L’Assemblée nationale sénégalaise a adopté, ce lundi 29 juin 2026, le projet de loi de révision constitutionnelle porté par le parti Pastef. Avec 129 voix pour, les députés de la majorité ont validé le texte, tandis que l’opposition a boycotté la séance après l’expulsion de l’un de ses membres, Abdou Mbow, qui refusait de céder la parole.
Le gouvernement, représenté par le ministre de la Justice Moussa Sarr, a défendu quatre amendements. Ceux-ci ont tous été rejetés par la majorité parlementaire. Notre envoyé spécial à l’Assemblée nationale a suivi les débats.
Un boycott annoncé
Les élus de l’opposition estiment que le président de l’Assemblée, Ousmane Sonko, a enfreint le règlement intérieur. En conséquence, ils ont décidé de ne pas participer au vote. Pour eux, cette révision constitutionnelle est une véritable « forfaiture ».
Aïssata Tall Sall, cheffe du groupe parlementaire de l’opposition, explique : « L’objectif a été atteint. Il s’agissait de montrer au monde que ce qui se passe ici, c’est de la dictature, de la forfaiture. On a fait appel à des gendarmes pour évacuer un député qui ne faisait qu’exercer son droit de parole. Voilà ce que nous voulions dénoncer. Mission accomplie. »
Le gouvernement mis en minorité
Les quatre amendements du ministre de la Justice ont balayés par les députés du Pastef. Ils concernaient, selon Moussa Sarr, un déséquilibre entre le président et l’Assemblée au profit de cette dernière : « Cette révision touche à des questions constitutionnelles majeures et modifie les équilibres de notre régime : rationalisation de la motion de censure, limitation du droit de dissolution, modalités de complétion de la Cour constitutionnelle, et articulation avec notre statut fondamental et nos engagements internationaux.

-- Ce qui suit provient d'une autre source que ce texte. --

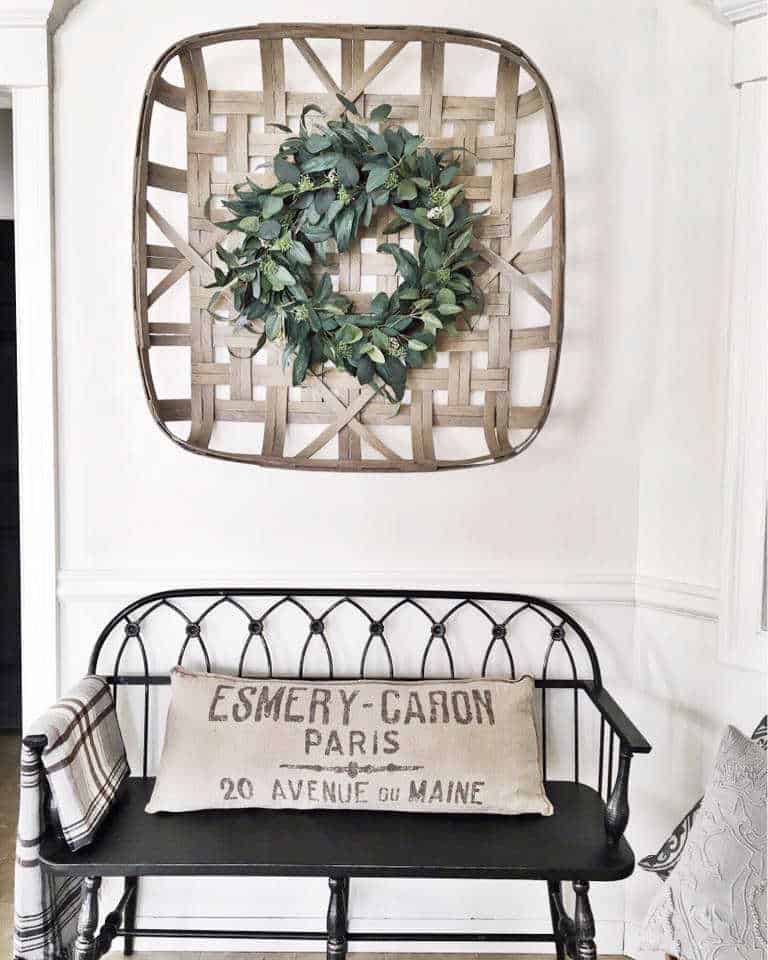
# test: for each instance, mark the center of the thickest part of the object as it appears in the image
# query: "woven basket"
(206, 389)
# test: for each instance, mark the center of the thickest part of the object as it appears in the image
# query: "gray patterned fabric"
(664, 861)
(84, 762)
(713, 907)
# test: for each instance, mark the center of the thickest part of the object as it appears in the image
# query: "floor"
(9, 800)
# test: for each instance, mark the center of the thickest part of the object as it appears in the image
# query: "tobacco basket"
(203, 130)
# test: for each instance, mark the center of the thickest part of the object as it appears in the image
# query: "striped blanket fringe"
(84, 762)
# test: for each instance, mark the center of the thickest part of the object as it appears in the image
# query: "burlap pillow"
(464, 746)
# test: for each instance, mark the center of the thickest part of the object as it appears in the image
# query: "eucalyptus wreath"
(331, 177)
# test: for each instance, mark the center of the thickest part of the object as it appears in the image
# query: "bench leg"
(583, 923)
(129, 917)
(337, 918)
(87, 921)
(560, 920)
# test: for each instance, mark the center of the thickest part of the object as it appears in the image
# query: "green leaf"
(300, 363)
(350, 333)
(380, 339)
(320, 162)
(376, 178)
(317, 142)
(299, 253)
(380, 303)
(381, 112)
(269, 230)
(365, 370)
(347, 171)
(323, 200)
(286, 171)
(347, 104)
(375, 354)
(273, 326)
(408, 293)
(283, 275)
(271, 205)
(406, 190)
(395, 224)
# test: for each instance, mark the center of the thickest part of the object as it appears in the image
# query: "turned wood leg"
(87, 920)
(337, 918)
(583, 923)
(129, 921)
(561, 925)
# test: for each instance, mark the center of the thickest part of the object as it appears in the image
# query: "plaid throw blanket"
(85, 763)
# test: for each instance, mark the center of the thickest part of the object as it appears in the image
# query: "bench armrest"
(629, 736)
(37, 742)
(631, 741)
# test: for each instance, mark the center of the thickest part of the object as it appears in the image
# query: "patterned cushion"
(713, 906)
(663, 862)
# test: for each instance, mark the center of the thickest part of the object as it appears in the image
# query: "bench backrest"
(314, 633)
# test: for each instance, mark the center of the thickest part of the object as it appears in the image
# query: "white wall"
(623, 482)
(6, 166)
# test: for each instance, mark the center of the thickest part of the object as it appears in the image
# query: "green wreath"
(339, 171)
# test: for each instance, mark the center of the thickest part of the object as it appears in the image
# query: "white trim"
(750, 51)
(745, 480)
(35, 17)
(33, 209)
(677, 596)
(737, 11)
(673, 596)
(24, 70)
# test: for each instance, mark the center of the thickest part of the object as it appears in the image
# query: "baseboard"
(621, 588)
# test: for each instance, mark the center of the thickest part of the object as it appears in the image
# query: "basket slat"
(473, 387)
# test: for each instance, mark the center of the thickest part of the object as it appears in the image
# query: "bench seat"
(569, 845)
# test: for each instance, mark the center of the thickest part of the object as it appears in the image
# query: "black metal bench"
(583, 841)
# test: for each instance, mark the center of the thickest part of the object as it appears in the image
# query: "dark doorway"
(10, 621)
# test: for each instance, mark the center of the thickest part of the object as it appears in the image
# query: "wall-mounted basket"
(491, 388)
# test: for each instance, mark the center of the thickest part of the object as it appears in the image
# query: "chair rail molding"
(25, 73)
(561, 586)
(743, 639)
(737, 11)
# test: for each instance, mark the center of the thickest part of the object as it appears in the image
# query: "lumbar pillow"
(713, 905)
(464, 746)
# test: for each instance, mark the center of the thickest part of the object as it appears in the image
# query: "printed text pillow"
(464, 746)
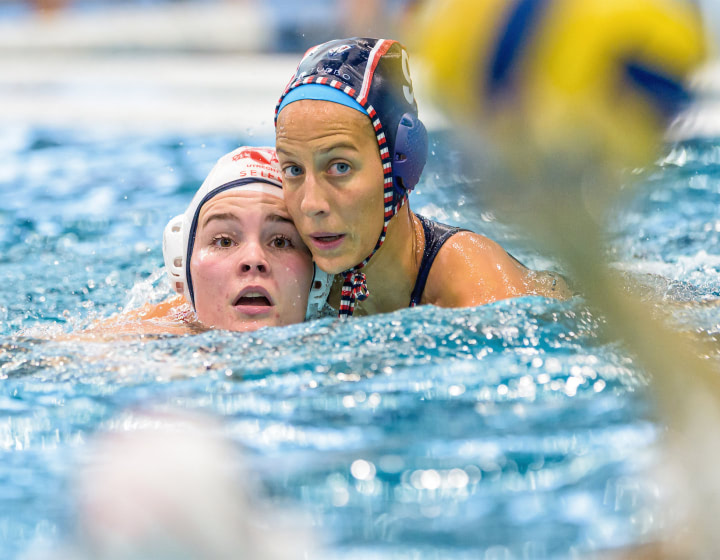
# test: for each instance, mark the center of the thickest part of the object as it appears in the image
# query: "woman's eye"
(281, 242)
(340, 168)
(292, 171)
(223, 242)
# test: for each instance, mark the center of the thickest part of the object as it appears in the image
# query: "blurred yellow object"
(583, 77)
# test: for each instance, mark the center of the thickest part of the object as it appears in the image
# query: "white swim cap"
(247, 169)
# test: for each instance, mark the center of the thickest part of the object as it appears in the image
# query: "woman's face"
(249, 266)
(333, 180)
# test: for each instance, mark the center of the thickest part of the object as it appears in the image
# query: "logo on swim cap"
(337, 50)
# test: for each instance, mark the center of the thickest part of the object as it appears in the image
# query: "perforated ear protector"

En effet, élargir la possibilité de déposer une motion de censure à dix reprises durant une législature, tout en n’autorisant qu’une seule dissolution pour le président de la République, revient à rompre l’équilibre institutionnel traditionnel. »
Divergences au sein du camp présidentiel
Un point de désaccord majeur oppose le Pastef au président Bassirou Diomaye Faye : l’obligation de déclaration de patrimoine, en début et en fin de mandat. Ousmane Sonko, président de l’Assemblée nationale, rappelle qu’il s’agit d’engagements antérieurs : « Le chef de l’État a repris le texte en ne gardant que ce qui l’arrange. La Constitution n’appartient pas à Bassirou Diomaye Faye. Dire : « non, je ne ferai plus de déclaration de patrimoine à la fin », « non, je veux être président de parti », alors que ce sont des promesses faites lors d’un dialogue politique, portées par le parti… Depuis plus de dix ans, nous menons ce combat ensemble. Au nom de quoi une seule personne peut-elle se donner le droit de faire le tri et de ne conserver que ce qui lui convient ? »
Ousmane Sonko a demandé au président de promulguer la loi. Mais le chef de l’État souhaite plutôt soumettre le texte à un référendum.
Cette réforme a provoqué des manifestations de l’opposition et de la société civile, ce lundi matin, près de l’Assemblée nationale.